Dimitri Christakis, MD, MPH, editor-in-chief of JAMA Pediatrics, wrote in an editor’s note that the journal’s publication of two similar studies with conflicting results in such a short period of time is evidence of the imperfect and iterative nature of the scientific process .

“For the time being, my personal estimate is that the association should not be definitively established yet,” wrote Christakis. “If a more definitive study is done, JAMA Pediatrics will publish it.”

Epidural analgesia is used by 73% of pregnant women in the US for pain during labor. As the incidence of ASD in the US increased from 0.66% in 2002 to 1.85% in 2016, there has been more focus on identifying potential environmental factors that put children at risk, Wall-Wieler and colleagues said.

This longitudinal cohort study included vaginal deliveries of loner babies born in Canada from 2005 to 2016. The group followed children from birth to 2019. Information was obtained from a population-based dataset linking care information from four health care providers.

More than 123,000 infants were enrolled in the study; approximately 38% were exposed to epidural analgesia during labor and approximately 80,000 had a sibling in the study cohort. Mothers were on average 28 years old.

Births with epidural analgesia were previously nulliparous, had premature rupture of membranes, antepartum haemorrhage, induction of contractions, increased contractions and fetal distress.

Most children with ASD were diagnosed in the outpatient setting, with about 75% receiving the initial diagnosis from a pediatrician. The mean age of children at first diagnosis was 4 years.

The researchers observed an association between ELA and autism risk before taking confounding factors into account; but after adjustment for all maternal sociodemographic factors, pre-pregnancy, pregnancy and perinatal factors, there was no association.

In a sibling analysis, researchers again saw a zero association after adjusting for all confounding factors (HR 1.14, 95% CI 0.99-1.30) and family fixative effects (inverse probability of treatment-weighted HR 0.97, 95% BI 0.78-1.22).

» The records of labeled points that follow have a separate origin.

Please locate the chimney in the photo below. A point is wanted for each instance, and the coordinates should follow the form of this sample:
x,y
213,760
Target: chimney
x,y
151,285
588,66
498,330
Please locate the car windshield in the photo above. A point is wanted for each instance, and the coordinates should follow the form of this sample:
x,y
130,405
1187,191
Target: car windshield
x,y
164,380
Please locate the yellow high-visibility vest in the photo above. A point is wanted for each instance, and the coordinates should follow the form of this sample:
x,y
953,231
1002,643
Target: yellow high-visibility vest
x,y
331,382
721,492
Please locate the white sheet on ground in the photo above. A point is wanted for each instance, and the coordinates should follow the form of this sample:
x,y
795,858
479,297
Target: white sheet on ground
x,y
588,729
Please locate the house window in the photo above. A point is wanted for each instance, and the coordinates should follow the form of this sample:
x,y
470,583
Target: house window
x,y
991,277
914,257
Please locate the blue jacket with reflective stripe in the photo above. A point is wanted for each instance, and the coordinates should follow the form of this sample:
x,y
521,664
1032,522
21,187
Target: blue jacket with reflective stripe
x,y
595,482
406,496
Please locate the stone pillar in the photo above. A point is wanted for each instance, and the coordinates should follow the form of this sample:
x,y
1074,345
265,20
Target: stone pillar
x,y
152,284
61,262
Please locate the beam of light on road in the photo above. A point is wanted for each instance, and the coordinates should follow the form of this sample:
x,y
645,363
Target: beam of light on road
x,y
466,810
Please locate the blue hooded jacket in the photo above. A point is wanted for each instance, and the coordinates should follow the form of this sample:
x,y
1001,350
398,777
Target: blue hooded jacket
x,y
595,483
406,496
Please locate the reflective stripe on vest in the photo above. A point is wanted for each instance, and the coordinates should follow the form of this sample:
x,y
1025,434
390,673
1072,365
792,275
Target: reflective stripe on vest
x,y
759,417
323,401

Siblings exposed to epidural analgesia had a 2% cumulative risk of developing autism, and unexposed siblings had a 1.6% risk.

Wall-Wieler and colleagues noted that their findings may have been limited by the accuracy of inpatient and outpatient diagnostic codes for ASD, as well as coding for ELA. They also had no data describing the dosing regimens for epidural analgesia or the duration of exposure.

Last updated April 19, 2021

Amanda D’Ambrosio is a reporter on MedPage Today’s Enterprise & Research team. She covers obstetrics-gynecology and other clinical news, and writes articles about the US health care system. To follow

Disclosures

This research was funded in part by the Canadian Institutes of Health Research.

Wall-Wieler’s group reported financial relationships with Aetion, Inc., Alosa Foundation, Lilly, GlaxoSmithKline, Pacira and Takeda.

Hanley and colleagues reported no relevant industry relationships.